Many are wondering where are our children today? The answer is that they are literally lost in cyberspace. What are they doing there? How are they faring? The truth is that they are not the only ones lost there.

Since the movement to online learning, many students have been needlessly left behind. While learning to navigate the world-wide web is the way of the future, we must be careful that no child is left behind. While much effort has been made to utilise online platforms, books and face to face learning should not be neglected. Books constitute a safe learning place. At any given point and time, we can know where our children are by page number, chapter and syllabus. Use of the tablet on the other hand, requires discipline to stay on target. Many students lack the discipline to stay away from cartoons, video games, movies, and social media, and to focus on their online studies. Parents are given the impossible task to monitor students’ whereabouts while they are online. Some of these parents feel lost on the web. It is frustrating for them not to have the skills to guide and direct their children only to wholesome sites.

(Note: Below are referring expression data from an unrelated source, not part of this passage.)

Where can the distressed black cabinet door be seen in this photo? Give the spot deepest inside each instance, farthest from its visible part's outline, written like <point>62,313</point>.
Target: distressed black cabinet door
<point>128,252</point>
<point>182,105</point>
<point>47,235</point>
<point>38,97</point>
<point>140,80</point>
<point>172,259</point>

At one time the sky was the limit. Now, however, it appears that the tablet is the limit. Its limitations remind us that one size does not fit all. Some students should have been allowed to access another device that would have better met their educational needs. In any case, there should be available at all schools, technicians who can help with maintenance of both software and hardware.

We hear about smart clinics and hospitals, but practitioners are not yet able to access patient information online from all sources in the system. Even at the local clinics, record keeping by pen and paper dominates. There can be advantages to letting health practitioners have ready access to online patient information.

The marketing section of the Ministry of Agriculture should provide information to farmers on what crops to grow and when. Weather information and soil types countrywide are also useful information that can benefit farmers.

Hiding statistics about the achievement of our students by the Ministry of Education is not beneficial to the stakeholders in education. In an information age, knowledge is power, and when people know how our schools perform, they would be better positioned to work to improve the system. Ideas must be allowed to flow freely and parents empowered to choose the kind of education they want for their children. Is this also a case of lost in Cyberspace?

The Departments that deal with finance should be the most efficiently run. They must be proactive in the collection and accounting for the taxes of the country. In this day and age, when taxes are paid in Union Island, they should be reflected immediately in the ledgers in Kingstown. Contrary to this, many of these accounts seem to be lost in Cyberspace. We cannot afford to have last year’s audit lost in Cyberspace. We need timely and Up-to-date reports from the Public Accounts Committee.

A visit to any Government Department should not result in sending us around the mulberry bush. We should be kindly and confidently directed to the relevant department or website to have our matter addressed.

E-learning and e-Government are tools that should help us accomplish our tasks at hand. It means that we must get the job done with the tools we have. If an electronic saw is not available, we can use an electric saw, or even a hand saw. Our community libraries should not be left to ruin, let us empower our librarians and have them teaming with students again.

We cannot afford to have any of them lost in Cyberspace.

In the final analysis, education and redemption are one. Our preachers cannot be too heavenly-minded that they cannot encourage us to be fully grounded on earth. The wise will choose to read, whether it is the local newspapers, library books, texts, kindle or in cyberspace. Daniel 1:17 says,” God made the four young men smart and wise. They read a lot of books and became well educated.”